When using Raman, the tagging of small molecules for the identification of the sample's
chemistry is required, which means overcoming certain challenges such as the behavior of the
sample changing dependent on labels added to it. For example, glucose is often times tagged as
small molecules tend to take up more glucose quickly. Through addition of an alkyne moiety,
which have a triple bond which has a higher vibrational frequency, to the glucose which small
molecules are taking up more rapidly, we have the potential to see where these molecules are
going and traveling to. This means we have the capability of tracking where small molecules are
going without any side effects of the small molecules because cells can metabolize glucose with
the alkyne moiety with little to no complications. Using a vibrational imaging technique such as
Raman can help identify important information in the identification of proteins such as the
"...conformation or orientation of constituent molecules and sub-molecular groups, local
hydrogen-bonding interactions and time dependence of structural or organizational properties[2]."

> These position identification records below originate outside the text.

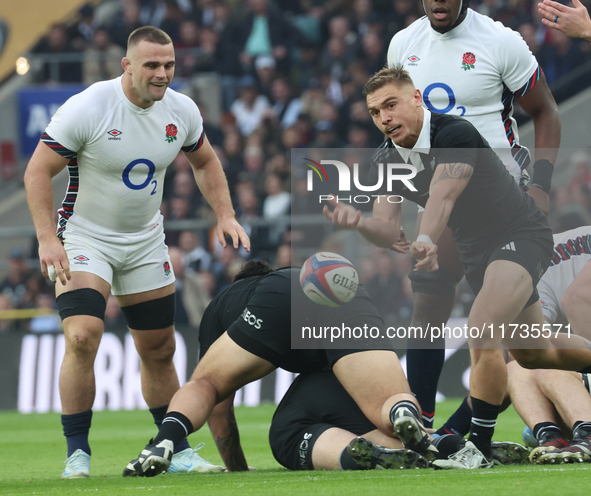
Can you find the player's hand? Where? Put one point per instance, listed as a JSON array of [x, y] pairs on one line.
[[52, 254], [541, 198], [426, 254], [402, 245], [229, 226], [343, 216], [574, 22]]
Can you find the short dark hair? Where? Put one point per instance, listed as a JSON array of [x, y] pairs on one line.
[[253, 268], [387, 75], [150, 34]]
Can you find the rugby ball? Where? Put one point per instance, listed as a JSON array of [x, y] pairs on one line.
[[329, 279]]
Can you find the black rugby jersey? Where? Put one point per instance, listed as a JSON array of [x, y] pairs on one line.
[[491, 204]]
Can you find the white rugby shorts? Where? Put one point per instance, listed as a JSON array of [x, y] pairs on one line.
[[129, 262]]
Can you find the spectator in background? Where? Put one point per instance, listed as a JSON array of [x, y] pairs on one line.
[[47, 322], [326, 136], [125, 23], [313, 99], [254, 161], [266, 31], [582, 177], [206, 61], [226, 54], [187, 46], [286, 108], [373, 53], [277, 203], [15, 284], [265, 71], [336, 57], [194, 256], [248, 211], [250, 108], [234, 163], [81, 33], [102, 60], [56, 43], [358, 136], [205, 12]]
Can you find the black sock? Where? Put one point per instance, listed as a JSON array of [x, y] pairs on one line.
[[547, 430], [76, 427], [347, 463], [484, 420], [460, 421], [159, 414], [581, 426], [175, 427], [409, 405], [448, 444], [423, 367]]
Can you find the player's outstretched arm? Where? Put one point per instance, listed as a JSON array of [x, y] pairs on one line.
[[212, 182], [576, 302], [224, 429], [43, 166], [574, 22], [448, 182], [382, 229], [541, 106]]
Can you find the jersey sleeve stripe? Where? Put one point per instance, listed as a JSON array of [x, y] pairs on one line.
[[196, 146], [530, 84], [56, 147]]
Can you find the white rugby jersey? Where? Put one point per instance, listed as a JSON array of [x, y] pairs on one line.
[[119, 154], [572, 250], [475, 71]]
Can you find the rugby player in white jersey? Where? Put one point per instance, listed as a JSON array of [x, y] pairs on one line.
[[556, 403], [117, 138], [466, 64]]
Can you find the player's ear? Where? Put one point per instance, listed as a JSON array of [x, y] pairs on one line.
[[418, 98], [126, 64]]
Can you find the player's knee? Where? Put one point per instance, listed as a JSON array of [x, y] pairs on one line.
[[157, 348], [83, 341]]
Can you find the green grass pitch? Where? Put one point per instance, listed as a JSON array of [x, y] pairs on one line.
[[32, 450]]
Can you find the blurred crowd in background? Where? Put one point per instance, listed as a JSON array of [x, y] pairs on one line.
[[291, 74]]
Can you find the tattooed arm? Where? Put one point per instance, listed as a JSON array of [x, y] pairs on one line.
[[447, 184], [223, 427]]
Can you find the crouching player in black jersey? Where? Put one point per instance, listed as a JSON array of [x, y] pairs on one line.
[[503, 240], [245, 334]]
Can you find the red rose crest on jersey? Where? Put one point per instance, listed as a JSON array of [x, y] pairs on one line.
[[468, 61], [171, 132]]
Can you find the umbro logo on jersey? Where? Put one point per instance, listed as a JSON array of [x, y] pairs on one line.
[[114, 134]]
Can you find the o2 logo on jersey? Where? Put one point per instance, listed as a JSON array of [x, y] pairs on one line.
[[450, 95], [151, 170]]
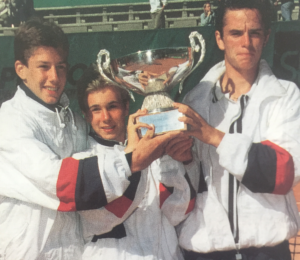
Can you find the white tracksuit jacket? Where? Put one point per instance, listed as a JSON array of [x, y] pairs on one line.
[[41, 185], [140, 224], [245, 196]]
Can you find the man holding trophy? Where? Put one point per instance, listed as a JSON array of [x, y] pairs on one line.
[[246, 125], [139, 224], [42, 184]]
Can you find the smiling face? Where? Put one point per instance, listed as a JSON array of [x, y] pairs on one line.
[[243, 39], [106, 114], [45, 73], [207, 8]]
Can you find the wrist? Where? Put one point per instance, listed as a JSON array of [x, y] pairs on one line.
[[216, 138]]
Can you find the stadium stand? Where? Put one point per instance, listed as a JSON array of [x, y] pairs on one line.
[[122, 16]]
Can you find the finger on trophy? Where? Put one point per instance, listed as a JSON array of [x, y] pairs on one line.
[[132, 117], [150, 132]]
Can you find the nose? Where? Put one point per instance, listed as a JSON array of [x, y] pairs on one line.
[[105, 116], [246, 40], [52, 74]]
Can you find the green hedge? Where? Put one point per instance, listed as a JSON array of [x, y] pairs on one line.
[[59, 3]]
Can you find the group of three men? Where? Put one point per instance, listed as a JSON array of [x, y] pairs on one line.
[[229, 198]]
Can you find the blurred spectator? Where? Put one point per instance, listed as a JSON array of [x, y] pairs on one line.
[[208, 16], [4, 12], [12, 13], [25, 9], [287, 7], [157, 13], [274, 10]]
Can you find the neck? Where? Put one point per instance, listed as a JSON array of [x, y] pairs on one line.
[[237, 82]]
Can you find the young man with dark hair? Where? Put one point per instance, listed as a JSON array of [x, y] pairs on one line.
[[208, 16], [140, 224], [246, 123], [41, 185]]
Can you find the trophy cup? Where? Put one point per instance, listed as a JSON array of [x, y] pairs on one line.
[[153, 73]]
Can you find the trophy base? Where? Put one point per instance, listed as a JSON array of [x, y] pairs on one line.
[[163, 121]]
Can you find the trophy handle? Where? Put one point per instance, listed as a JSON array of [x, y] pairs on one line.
[[195, 48], [105, 66]]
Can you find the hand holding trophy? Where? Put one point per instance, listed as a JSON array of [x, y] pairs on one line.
[[153, 73]]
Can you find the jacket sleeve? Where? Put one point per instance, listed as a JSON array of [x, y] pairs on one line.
[[272, 165], [176, 193], [30, 171], [107, 221]]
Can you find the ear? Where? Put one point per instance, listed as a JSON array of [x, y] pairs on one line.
[[127, 109], [267, 37], [21, 69], [219, 40], [87, 116]]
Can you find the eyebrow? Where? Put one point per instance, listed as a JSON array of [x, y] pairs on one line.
[[110, 103], [241, 30], [46, 62]]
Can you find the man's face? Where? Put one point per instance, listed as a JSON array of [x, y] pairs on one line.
[[45, 73], [243, 39], [107, 114]]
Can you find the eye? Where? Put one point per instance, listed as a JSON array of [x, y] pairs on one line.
[[95, 109], [43, 66], [61, 66], [236, 33]]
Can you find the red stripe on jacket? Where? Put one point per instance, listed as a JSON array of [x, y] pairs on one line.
[[119, 206], [66, 184], [284, 169]]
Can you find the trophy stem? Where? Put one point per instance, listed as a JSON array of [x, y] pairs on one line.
[[157, 102]]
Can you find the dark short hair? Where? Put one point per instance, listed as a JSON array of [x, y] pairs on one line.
[[36, 33], [264, 7], [92, 81]]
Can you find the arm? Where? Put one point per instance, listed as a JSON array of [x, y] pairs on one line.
[[176, 193], [103, 220], [30, 171], [269, 166]]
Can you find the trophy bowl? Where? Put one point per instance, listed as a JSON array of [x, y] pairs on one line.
[[153, 73]]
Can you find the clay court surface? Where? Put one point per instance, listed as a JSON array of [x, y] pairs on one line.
[[295, 242]]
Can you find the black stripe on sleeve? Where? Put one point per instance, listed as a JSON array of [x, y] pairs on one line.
[[132, 188], [202, 187], [260, 175], [89, 192], [117, 232]]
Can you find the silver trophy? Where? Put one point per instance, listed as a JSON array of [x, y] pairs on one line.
[[153, 73]]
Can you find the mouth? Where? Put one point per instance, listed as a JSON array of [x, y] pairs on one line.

Raman data collection is often compared to FTIR. Even though some challenges of
Raman may be the signal-to-noise levels are considered inferior as it is difficult to compare
scattering sensations and quantifying those sensation. However, because FTIR lacks the
capabilities to produce a spectrum as it collects information through the use of an interferograms
(which then undergoes a Fourier Transform to produce a spectrum), Raman spectrums are
preferred due to the information that it can provide about localized molecular vibrations. These
vibrations between the atoms, creates the signal to generate a Raman band, usually associating
both polarity as well as dipole moments or bias towards a more electronegative atom.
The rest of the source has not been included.